Transaction: sex for a clean apartment
We live in a world of transactions and are involved in them from the morning when we open our eyes to the evening when we close them again. Transactions do not have a place only in shops or at work, but they have also become part of relationships, including those at home.
Most people think of transactional sex as a relationship between prostitute and client, sugar daddy and sugar baby as the most obvious - sex for money or material goods, but without emotional attachment. Less often, people recognize the transactional sex within a couple, although it happens more often than one might think. Sex is meant as a reward for positive behavior or a defense against negative consequences, as a way of saying sorry. Some call it emotional prostitution, a transaction within the relationship and, as such, a silent killer of the latter.
Transactional sex is hidden and often comes to the surface too late when we are already deep in the relationship. Despite this, it does not happen overnight, and it is mainly women who are subjected to it, although men are not far behind. At the beginning of a relationship, sex is, in most cases, a reflection of desire, lust, and love, but the dirty truth is that pleasure turns into a transaction for some couples. Unfortunately, this is not rare, and, come to think of it, it has happened to me, even though I really enjoy sex.
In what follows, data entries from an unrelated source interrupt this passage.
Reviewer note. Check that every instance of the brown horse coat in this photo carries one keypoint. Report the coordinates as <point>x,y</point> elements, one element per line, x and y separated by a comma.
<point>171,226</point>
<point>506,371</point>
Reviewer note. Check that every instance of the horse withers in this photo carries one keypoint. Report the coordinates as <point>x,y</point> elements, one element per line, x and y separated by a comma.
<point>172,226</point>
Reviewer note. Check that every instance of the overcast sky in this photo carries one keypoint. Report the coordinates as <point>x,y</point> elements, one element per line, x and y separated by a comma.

There were two times when I was unable or afraid to say what I wanted. My boyfriend then invited me to dinner at a fancy restaurant. I don't remember very well, but I know I was excited because I didn't go to restaurants like that since, at the time, I was a poor student without any real money. I dressed as if I were going to the theatre and prepared myself for a beautiful experience. Everything was as I had imagined, but as we drove back home at a late hour, I thought he deserved a reward for taking the time for me. I was tired from a hard day, my stomach was full, and I was in serious need of a bed. That didn't seem right, so I forced myself to reward him. Like a dog when it finally learns to give a high five.
I'd be lying if I said I didn't enjoy sex, but I felt empty when I rolled over on my back, panting. Unfortunately, I didn't know how to articulate it then, so it happened again when I knew the end of the relationship was imminent, but I didn't want to let it go.
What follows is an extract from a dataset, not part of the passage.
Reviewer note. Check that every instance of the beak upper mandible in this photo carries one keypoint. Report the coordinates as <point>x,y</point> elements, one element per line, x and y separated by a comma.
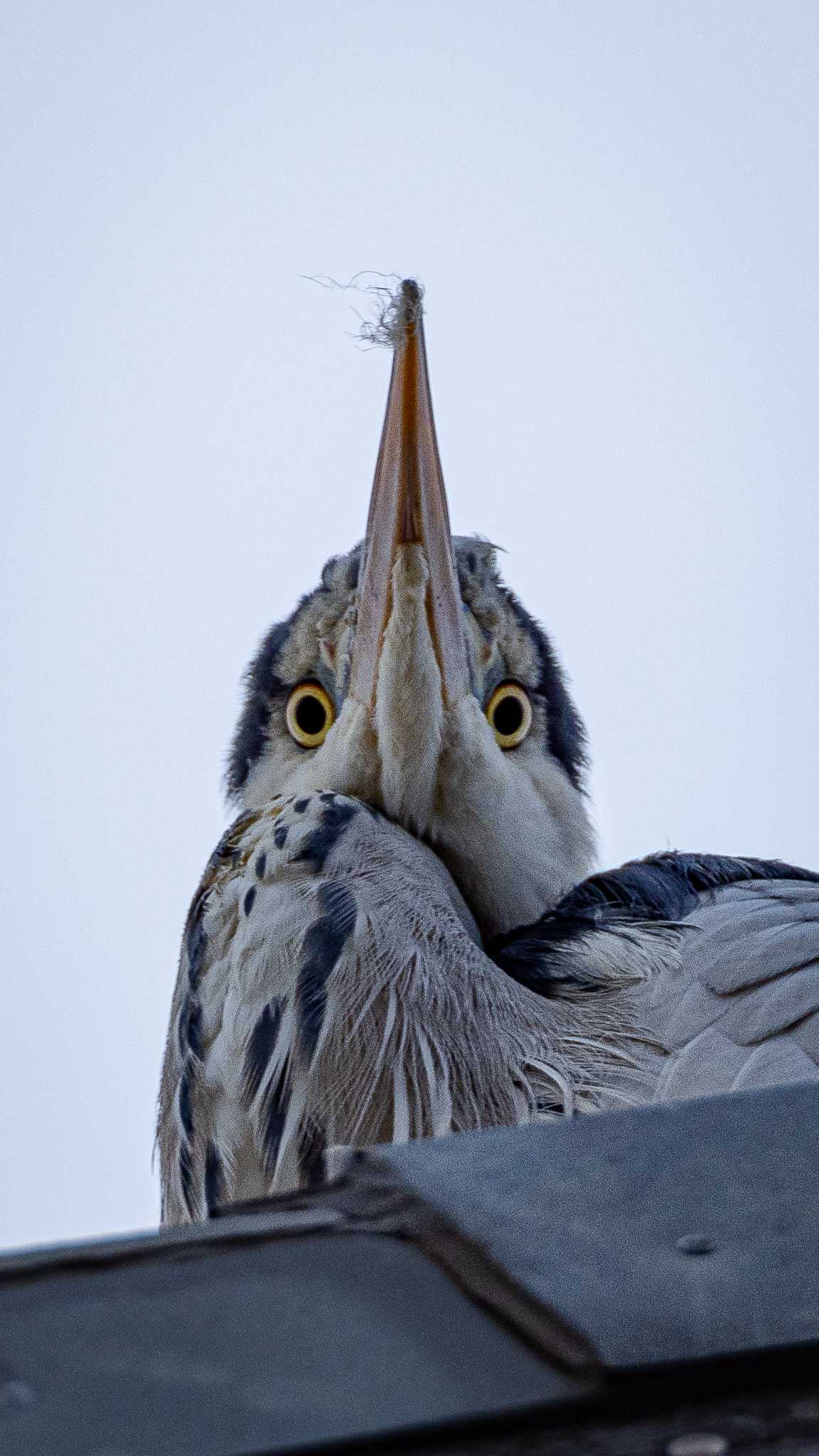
<point>408,505</point>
Everyone tells us that sex is the ultimate expression of intimacy, but sometimes talking about sex, even in a couple, is difficult because we treat it as a sensitive subject, a talk in which the individual feels the most vulnerable. Still, on the other hand, it allows the connection between two individuals. Transactional sex, on the contrary, is digging a bigger and bigger hole. Another attractive and hazardous feature of transactional sex is that it puts the individual who performs it in a position of power over their partner, further deepening the gap.
The "I give, you give" system also refers to favors within sex. Of course, we are all willing to do our partner a favor, but in the transaction process, we want something in return: "I'll ride you if I can sit on your face later." The results of a 2020 survey showed that such people are unhappier in sex because they prioritize equality in sex over the pleasure that sex is supposed to give. These are mainly people who are afraid of intimacy and connection. But sooner or later, measuring sex will bite you in the ass and invite dissatisfaction into the relationship.
Even though we swear we would never pay anyone for sex, some couples do it every day, unaware that it is happening, except that sex is not rewarded with money but favors, or sex is a payment for our efforts. Unfortunately, this happens to all of us at some point. We can be the ones who pay for it or use it as a means of payment. Nevertheless, it is true that transactions should stay as far away from the bedroom as possible. There must be only space for pleasure, intimacy, and total commitment.